10.9.2 Non-Arrhenius Behavior

Several situations can lead to deviations from simple Arrhenius behavior:

1. Multiple reaction pathways: When parallel reaction paths with different activation energies contribute to the overall process, the apparent activation energy may vary with temperature. This occurs because the relative contribution of each pathway changes with temperature—lower-\(E_\mathrm{a}\) paths dominate at lower temperatures, while higher-\(E_\mathrm{a}\) paths become increasingly important at higher temperatures.

2. Change in rate-determining step: For reactions with sequential steps in a mechanism, changes in temperature can shift which step limits the overall rate.
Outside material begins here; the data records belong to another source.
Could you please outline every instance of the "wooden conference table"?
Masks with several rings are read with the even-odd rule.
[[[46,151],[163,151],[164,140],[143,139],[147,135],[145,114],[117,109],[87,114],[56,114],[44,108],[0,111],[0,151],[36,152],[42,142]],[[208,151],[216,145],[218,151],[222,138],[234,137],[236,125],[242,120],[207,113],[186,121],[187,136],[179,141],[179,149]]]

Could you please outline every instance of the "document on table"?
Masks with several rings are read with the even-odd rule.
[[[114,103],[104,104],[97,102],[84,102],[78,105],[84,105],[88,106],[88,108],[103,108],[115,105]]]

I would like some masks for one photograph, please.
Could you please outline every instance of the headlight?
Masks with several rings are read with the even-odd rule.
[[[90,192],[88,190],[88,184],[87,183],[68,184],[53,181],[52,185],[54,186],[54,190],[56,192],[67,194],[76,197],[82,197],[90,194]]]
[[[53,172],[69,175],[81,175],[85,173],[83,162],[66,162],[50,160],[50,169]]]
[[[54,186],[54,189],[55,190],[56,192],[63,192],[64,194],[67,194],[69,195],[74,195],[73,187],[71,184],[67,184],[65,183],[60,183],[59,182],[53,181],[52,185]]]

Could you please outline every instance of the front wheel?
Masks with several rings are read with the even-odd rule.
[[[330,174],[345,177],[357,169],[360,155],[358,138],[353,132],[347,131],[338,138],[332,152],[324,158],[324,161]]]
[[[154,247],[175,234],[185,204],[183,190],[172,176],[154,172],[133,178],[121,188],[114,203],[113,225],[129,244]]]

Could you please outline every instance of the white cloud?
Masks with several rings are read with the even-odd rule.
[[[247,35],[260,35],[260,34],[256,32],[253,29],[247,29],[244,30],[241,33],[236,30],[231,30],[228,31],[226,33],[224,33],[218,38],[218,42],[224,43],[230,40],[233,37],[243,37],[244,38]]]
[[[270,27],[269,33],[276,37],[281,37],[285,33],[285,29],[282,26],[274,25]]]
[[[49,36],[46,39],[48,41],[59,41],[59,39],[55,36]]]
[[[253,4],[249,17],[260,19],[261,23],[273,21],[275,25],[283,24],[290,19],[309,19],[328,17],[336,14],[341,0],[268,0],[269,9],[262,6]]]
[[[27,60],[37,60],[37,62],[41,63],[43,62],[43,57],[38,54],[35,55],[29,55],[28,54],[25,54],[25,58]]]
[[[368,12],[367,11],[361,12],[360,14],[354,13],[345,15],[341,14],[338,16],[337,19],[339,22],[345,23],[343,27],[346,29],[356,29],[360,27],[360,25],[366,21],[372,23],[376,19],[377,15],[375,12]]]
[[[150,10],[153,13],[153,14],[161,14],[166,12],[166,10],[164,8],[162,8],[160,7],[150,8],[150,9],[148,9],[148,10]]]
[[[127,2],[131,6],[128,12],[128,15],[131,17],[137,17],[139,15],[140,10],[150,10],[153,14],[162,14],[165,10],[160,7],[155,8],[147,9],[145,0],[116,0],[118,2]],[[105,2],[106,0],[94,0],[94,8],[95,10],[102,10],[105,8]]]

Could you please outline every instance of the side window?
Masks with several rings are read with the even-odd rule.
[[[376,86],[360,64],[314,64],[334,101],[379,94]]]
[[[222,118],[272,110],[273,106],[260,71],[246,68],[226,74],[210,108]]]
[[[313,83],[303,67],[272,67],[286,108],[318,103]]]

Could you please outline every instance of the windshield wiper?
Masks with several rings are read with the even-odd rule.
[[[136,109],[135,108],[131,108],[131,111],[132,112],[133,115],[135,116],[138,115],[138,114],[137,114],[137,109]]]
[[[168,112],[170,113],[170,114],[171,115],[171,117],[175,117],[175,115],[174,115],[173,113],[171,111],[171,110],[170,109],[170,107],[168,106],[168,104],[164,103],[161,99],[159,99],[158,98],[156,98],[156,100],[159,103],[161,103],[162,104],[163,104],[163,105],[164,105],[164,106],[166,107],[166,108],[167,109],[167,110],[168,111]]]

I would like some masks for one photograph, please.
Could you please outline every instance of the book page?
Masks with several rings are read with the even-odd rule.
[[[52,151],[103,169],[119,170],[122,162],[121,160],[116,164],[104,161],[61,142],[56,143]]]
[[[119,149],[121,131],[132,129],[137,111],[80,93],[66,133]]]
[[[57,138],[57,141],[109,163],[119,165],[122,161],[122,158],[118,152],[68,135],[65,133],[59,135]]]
This phenomenon occurs because steps with different activation energies respond differently to temperature changes, potentially altering which step is rate-determining as temperature varies.

3. Diffusion-limited reactions: When reaction rates approach the limit set by diffusion processes, the temperature dependence weakens. This occurs because diffusion typically has a lower activation energy than chemical transformation steps.

4. Quantum tunneling effects: At very low temperatures, quantum tunneling can allow reactions to proceed despite insufficient thermal energy to overcome the classical barrier, causing deviations from Arrhenius behavior.

10.10 Predicting Rate Constants at Different Temperatures

A practical application of the Arrhenius equation involves predicting rate constants at temperatures where direct measurements may be impractical. If the activation energy and rate constant are known at one temperature, the rate constant at another temperature can be estimated.

Starting with the Arrhenius equation in logarithmic form:

\[\ln k_1 = \ln A - \frac{E_\mathrm{a}}{RT_1}\] \[\ln k_2 = \ln A - \frac{E_\mathrm{a}}{RT_2}\]

Subtracting the first equation from the second:

\[\ln k_2 - \ln k_1 = \frac{E_\mathrm{a}}{R} \left( \frac{1}{T_1} - \frac{1}{T_2} \right)\]

Rearranging:

\[\ln \frac{k_2}{k_1} = \frac{E_\mathrm{a}}{R} \left( \frac{1}{T_1} - \frac{1}{T_2} \right)\]

This equation enables estimation of how rate constants change between two temperatures without requiring knowledge of the pre-exponential factor \(A\). This approach assumes that \(E_\mathrm{a}\) remains constant across the temperature range of interest—a reasonable approximation for many reactions within moderate temperature intervals.

For reactions with positive activation energies, rate constants increase with temperature. A general guideline derived from typical activation energy values suggests that many reaction rates approximately double with every 10°C increase in temperature, though the exact factor depends on the specific activation energy of the reaction in question.

10.11 Summary

The Arrhenius equation provides a fundamental framework for understanding and quantifying how temperature affects reaction rates. The exponential relationship between temperature and rate constants explains the significant acceleration of most chemical reactions at elevated temperatures.

The two Arrhenius parameters—the pre-exponential factor \(A\) and the activation energy \(E_\mathrm{a}\)—relate empirical kinetic behavior to a conceptual model of reactions requiring an energy threshold to proceed. The activation energy represents the energy barrier that reactant molecules must overcome, while the pre-exponential factor encompasses various factors affecting reaction probability independent of energy considerations.

Experimental determination of these parameters through regression analysis allows for characterization of reactions and prediction of their behavior across different temperature ranges. The Arrhenius equation thus serves as a powerful tool linking macroscopic kinetic measurements to fundamental aspects of chemical reactivity.

While the Arrhenius equation applies to a wide range of chemical processes, cases such as negative activation energies and non-Arrhenius behavior reveal the complexity of reaction mechanisms. These exceptions provide valuable insights into the intricate nature of chemical transformations and the limitations of simple kinetic models.